Mais attention: tout y est vrai… «à 50%», a averti le réalisateur. On peut d’ailleurs lire en préambule sur l’écran: «Cette série est librement inspirée de faits réels. On reconnaîtra dans le parcours du héros des faits déjà connus du public. Au-delà, le rôle joué par l’entourage, les situations de vie privée et les dialogues sont fictionnels.»

Les punchlines de «Nanard»

Des dialogues, on retient dans «Tapie» des punchlines que «Nanard» aurait tout à fait pu lancer. Comme «Tapie. Souvenez-vous bien de ce nom parce qu’il y aura un avant et un après», quand pas encore trentenaire il essaie d’obtenir un prêt pour créer un magasin d’électroménager. «Je viens vous vendre la France de demain», affirme-t-il à un potentiel investisseur. «La plus grande révolution médicale de notre époque», décrit-il pour vanter sa société Cœur Assistance.

En ce qui concerne les situations de vie privée, là, c’est étrange.
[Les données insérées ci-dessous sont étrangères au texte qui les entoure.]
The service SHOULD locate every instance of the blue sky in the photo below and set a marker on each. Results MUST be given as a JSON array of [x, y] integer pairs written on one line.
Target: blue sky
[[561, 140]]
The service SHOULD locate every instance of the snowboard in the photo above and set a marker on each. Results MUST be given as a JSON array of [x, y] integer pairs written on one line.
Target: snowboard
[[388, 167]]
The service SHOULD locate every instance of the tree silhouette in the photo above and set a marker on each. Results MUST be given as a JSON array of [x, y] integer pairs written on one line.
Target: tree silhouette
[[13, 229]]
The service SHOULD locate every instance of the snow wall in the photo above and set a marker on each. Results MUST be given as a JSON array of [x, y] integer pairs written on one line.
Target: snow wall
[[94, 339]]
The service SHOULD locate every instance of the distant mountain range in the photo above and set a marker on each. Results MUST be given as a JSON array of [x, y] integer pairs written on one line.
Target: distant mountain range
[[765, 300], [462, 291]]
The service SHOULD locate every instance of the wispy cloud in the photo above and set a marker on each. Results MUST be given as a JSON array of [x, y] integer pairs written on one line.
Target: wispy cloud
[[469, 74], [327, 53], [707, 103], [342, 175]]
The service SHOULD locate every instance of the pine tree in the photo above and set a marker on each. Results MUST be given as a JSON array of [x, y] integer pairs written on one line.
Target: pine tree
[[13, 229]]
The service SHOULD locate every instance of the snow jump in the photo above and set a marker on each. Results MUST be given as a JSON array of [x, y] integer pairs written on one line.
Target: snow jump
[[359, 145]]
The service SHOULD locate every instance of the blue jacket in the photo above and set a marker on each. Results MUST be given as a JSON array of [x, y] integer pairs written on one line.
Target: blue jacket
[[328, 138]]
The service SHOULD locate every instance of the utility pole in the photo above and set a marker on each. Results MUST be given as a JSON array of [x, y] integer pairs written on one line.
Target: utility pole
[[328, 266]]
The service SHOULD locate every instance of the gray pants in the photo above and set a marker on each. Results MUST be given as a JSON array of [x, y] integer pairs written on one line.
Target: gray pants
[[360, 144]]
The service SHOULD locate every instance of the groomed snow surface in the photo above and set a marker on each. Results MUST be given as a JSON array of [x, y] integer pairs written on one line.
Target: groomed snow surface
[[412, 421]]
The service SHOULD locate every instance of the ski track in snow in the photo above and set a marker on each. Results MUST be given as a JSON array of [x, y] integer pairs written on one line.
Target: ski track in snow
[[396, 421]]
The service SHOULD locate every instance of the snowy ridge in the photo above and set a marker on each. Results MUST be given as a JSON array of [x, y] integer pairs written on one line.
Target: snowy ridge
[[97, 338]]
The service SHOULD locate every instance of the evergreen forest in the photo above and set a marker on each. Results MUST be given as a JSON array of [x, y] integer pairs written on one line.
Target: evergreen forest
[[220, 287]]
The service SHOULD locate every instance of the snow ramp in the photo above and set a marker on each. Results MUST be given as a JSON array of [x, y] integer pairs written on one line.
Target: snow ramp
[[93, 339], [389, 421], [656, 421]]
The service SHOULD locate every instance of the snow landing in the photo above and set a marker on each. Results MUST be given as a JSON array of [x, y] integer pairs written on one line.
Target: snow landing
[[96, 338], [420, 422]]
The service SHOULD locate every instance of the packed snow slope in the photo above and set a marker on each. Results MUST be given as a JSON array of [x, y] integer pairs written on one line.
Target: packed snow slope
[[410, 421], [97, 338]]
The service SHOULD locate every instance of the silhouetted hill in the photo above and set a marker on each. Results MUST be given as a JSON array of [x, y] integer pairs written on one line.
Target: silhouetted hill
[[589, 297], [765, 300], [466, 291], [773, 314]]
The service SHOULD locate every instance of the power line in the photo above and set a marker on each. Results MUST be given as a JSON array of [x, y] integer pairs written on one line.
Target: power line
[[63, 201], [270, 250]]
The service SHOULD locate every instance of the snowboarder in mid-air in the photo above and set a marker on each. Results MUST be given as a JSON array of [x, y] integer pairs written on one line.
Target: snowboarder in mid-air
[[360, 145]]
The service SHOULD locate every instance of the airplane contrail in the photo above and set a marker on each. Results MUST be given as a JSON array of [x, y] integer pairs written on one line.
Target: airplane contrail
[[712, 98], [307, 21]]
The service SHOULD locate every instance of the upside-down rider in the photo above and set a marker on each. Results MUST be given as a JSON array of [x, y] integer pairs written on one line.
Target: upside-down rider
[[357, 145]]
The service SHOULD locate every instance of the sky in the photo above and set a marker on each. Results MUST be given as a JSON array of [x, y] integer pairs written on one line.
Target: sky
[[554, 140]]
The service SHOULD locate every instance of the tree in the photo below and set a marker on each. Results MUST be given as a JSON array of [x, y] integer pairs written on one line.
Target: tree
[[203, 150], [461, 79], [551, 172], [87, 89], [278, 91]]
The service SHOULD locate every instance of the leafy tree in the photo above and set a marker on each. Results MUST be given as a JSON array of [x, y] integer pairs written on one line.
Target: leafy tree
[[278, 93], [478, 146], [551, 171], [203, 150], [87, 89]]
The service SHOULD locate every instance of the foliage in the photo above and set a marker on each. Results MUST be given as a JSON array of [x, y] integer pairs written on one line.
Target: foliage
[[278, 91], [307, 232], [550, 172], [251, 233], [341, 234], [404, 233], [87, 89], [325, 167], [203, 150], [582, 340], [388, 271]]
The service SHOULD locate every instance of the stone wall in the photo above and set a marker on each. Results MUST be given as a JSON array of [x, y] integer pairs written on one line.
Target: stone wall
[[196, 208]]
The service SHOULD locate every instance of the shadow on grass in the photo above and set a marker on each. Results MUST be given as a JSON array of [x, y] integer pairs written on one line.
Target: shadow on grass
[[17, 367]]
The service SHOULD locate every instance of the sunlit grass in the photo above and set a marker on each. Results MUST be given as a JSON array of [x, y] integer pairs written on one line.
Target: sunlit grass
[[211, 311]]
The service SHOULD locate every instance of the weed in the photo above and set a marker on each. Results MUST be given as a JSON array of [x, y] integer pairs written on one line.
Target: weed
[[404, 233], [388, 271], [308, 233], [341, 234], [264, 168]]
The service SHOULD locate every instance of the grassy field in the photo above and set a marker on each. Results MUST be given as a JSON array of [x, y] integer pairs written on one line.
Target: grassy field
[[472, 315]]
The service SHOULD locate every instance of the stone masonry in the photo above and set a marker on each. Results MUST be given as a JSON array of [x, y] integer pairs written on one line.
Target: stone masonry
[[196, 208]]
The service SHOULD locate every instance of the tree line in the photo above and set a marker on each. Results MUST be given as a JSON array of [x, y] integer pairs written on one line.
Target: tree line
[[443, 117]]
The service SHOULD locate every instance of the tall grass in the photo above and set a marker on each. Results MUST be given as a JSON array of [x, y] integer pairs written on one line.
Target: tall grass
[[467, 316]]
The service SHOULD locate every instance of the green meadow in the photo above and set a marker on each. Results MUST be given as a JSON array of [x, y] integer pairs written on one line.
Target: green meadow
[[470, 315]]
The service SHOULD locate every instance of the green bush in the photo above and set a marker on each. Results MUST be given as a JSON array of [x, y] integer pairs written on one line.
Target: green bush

Au début de la série, quand Bernard Tapie est marié à Michèle, il a une fille, Stéphanie. Dans la réalité, le couple a eu deux enfants, Nathalie et Stéphane. Même variation concernant son union avec Dominique, qui lui donne Victor, alors que sont nés Sophie et Laurent. Un remodelage censé amener une meilleure dramaturgie. À moins que ce soit pour calmer la progéniture de l’homme d’affaires, qui ne voulait pas non plus de cette production Netflix.

«La série n’est pas méchante»

Laurent Tapie a été invité à commenter, au micro de RMC, la série qu’il a vue en avant-première. «Je suis mitigé, il y avait mieux à faire, explique-t-il. La série n’est pas méchante. On retrouve les caractéristiques de mon père, sa personnalité. Tristan Séguéla a réuni un groupe d’acteurs exceptionnels, franchement, et c’est ça que je trouve dommage. Il avait les ingrédients, entre l’histoire de mon père et le casting, pour faire un truc exceptionnel. Et ce n’est pas exceptionnel.» Pas si négatif, Laurent Tapie. On est assez loin de l’agacement de sa mère et du coup de gueule de sa sœur, Sophie, au printemps. «L’irrespect n’a pas de limites», avait-elle dénoncé.

La bande-annonce de «Tapie».

Netflix

Revenons sur un point de son commentaire: «un groupe d’acteurs exceptionnels». Ils le sont. Laurent Lafitte, tout d’abord, pensionnaire de la Comédie-Française qui peut aussi bien jouer Candide et Dom Juan sur scène, des rôles dans des thrillers que de partager l’affiche de comédies. Dans «Tapie», à 50 ans, avec un physique assez similaire au Wonderman, l’acteur est très bon pour incarner le baratineur (le bonimenteur même), le charmeur, l’homme sûr de lui, qui veut à tout prix être millionnaire. On y croit un peu moins pour les larmes – peut-être parce qu’on n’imagine pas «Nanard» comme ça.

On aime aussi la prestation de Joséphine Japy, 29 ans, en Dominique, lumineuse quand il la voit pour la première fois alors qu’il est marié depuis dix ans. Son personnage est bien plus doué en affaires dans la fiction que Dominique ne l’était en réalité. Une entorse à la réalité qui lui donne plus de corps.

Le Nanard sympathique

Enfin, l’histoire de Bernard Tapie. Effectivement, Séguéla et Demangel avaient tout entre les mains: de l’ambition, du drame, des mensonges, des échecs, du strass, de l’amour. «Tapie» n’a pas de temps mort et raconte tant de choses en sept épisodes qui portent presque tous le nom d’une chanson – interprète de «Passeport pour le soleil», sous le pseudonyme Bernard Tapy, était son premier fait d’armes.

Il y a un côté caricatural, certes, dans les punchlines, la naïveté et parfois la réussite, mais qu’on pardonne tant Nanard paraît sympathique. Les Américains sont parvenus à raconter tant d’histoires de destins exceptionnels en y mettant parfois du kitsch et souvent pas mal de fantaisie. Cette fois, les Français savourent leur moment. Ce «Class Act» («Tapie» en version internationale) peut même viser quelques millions hors de l’Hexagone. Et ça, Bernard Tapie l’aurait probablement voulu.